Nick Carr wondered about this, then an obviously-bored Martin Veitch had a little fun with the episode; his little gem being picked up as far afield as the Malaysia Sun’s Technology News page. Out of public view, the Sun internal bloggers alias exploded, opinions ranging from those saluting me as an exemplar of New Age Marketing and Proactive Transparency to others who felt my mouth ought to be washed out; one person related that he’d heard from a Sun shareholder who was going to sell as a consequence.
Dave Douglas, our VP of Advanced Technology, who’s one of the prime movers on BlackBox, was surprised enough at all this that he wrote a thoughtful piece entitled Tim’s Bomb.
My Take · Well, I could be flippant and quote Barnum about how I don’t care what they say as long as they spell my name right. And in point of fact, my little BlackBox piece got way more traffic than it probably deserved. But I really don’t think of it that way.
The pro and con of this are not that complex or subtle. On the one side, there are people who are genuinely and unaffectedly offended by coarse language; for them, my doing this devalues my message and even perhaps by association, impairs their image of my employer. On the other, I think that there is substantial value in the transparency and honesty that characterizes the blogging medium in general and ongoing in particular. I am keenly aware that I am not a great writer, and that the range of subjects on which I’m sufficiently expert that my opinions ought to be taken seriously is pretty narrow. Given that, if I don’t offer 100% complete unvarnished honesty and transparency, what am I offering? And when I express myself naturally, my language includes a certain amount of coarseness; nowhere the Tarantino-screenplay level, but somewhere around the engineering norm. So I’m reluctant to do anything that makes ongoing read less like the way I really sound.

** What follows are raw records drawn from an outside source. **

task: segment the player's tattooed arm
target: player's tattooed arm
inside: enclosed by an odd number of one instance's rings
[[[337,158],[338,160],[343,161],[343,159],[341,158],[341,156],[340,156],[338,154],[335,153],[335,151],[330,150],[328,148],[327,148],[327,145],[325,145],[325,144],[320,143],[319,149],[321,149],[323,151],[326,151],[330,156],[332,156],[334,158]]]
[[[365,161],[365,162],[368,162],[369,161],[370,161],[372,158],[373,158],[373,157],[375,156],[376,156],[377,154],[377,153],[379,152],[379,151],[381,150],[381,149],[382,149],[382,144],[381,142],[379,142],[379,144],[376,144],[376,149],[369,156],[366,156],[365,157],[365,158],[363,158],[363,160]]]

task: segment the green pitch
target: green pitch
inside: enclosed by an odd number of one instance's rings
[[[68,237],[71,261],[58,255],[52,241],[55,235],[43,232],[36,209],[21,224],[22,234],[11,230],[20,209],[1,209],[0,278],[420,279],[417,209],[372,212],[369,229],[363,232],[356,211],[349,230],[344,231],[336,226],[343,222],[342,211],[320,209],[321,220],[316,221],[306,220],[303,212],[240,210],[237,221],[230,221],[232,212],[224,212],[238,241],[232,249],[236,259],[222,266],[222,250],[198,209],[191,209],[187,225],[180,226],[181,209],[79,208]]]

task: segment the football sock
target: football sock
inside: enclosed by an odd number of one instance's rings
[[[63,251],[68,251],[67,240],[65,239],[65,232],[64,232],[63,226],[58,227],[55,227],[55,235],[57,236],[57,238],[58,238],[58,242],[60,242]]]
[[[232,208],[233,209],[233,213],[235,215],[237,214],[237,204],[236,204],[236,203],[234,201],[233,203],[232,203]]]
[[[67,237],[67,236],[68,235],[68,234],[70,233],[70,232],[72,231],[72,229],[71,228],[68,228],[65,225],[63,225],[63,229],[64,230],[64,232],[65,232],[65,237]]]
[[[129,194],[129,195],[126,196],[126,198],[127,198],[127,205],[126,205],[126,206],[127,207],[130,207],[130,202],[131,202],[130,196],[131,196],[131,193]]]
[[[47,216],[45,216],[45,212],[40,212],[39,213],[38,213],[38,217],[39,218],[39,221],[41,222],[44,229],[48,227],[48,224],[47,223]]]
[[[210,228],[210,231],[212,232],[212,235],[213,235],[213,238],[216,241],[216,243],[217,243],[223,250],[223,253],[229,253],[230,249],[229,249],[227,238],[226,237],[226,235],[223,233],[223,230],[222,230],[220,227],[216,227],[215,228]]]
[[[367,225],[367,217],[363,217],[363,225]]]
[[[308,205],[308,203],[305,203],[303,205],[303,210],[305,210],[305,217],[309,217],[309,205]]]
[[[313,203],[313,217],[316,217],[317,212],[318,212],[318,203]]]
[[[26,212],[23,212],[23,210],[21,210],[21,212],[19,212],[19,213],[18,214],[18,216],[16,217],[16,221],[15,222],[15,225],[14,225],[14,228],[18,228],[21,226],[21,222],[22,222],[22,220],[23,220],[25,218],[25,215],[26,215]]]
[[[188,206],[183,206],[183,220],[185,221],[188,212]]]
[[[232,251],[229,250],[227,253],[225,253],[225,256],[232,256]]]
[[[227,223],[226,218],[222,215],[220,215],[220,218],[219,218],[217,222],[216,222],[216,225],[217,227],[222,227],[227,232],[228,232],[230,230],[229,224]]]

Surprise · The real take-away is deeper. Let me start here: I was surprised at this little flurry, because coarse language has occurred regularly here at ongoing. But not that much, because I’m used to surprise at the reactions to what I write.
I long ago learned that carefully crafting a piece to get some particular person’s attention, or to get it on Slashdot, was futile. Lovingly-crafted essays on subjects that I think are important sink without a trace, while three-paragraph squibs touch off Minor Internet Memes and get hundreds of thousands of reads. Pieces that I think are lightweight and humorous offend people, and edgy war diatribes bring me warm waves of supportive email.
As to the effect of what I write on the people who read it: I don’t know. I really, totally, absolutely, have no idea. So what I do is write the words that ask me to write them. Then I read them again and decide whether they say something that needs to be said, and if so I push the “publish” button.
So, to anyone who was offended by my language: I’m sincerely sorry. But that’s really what I’m like.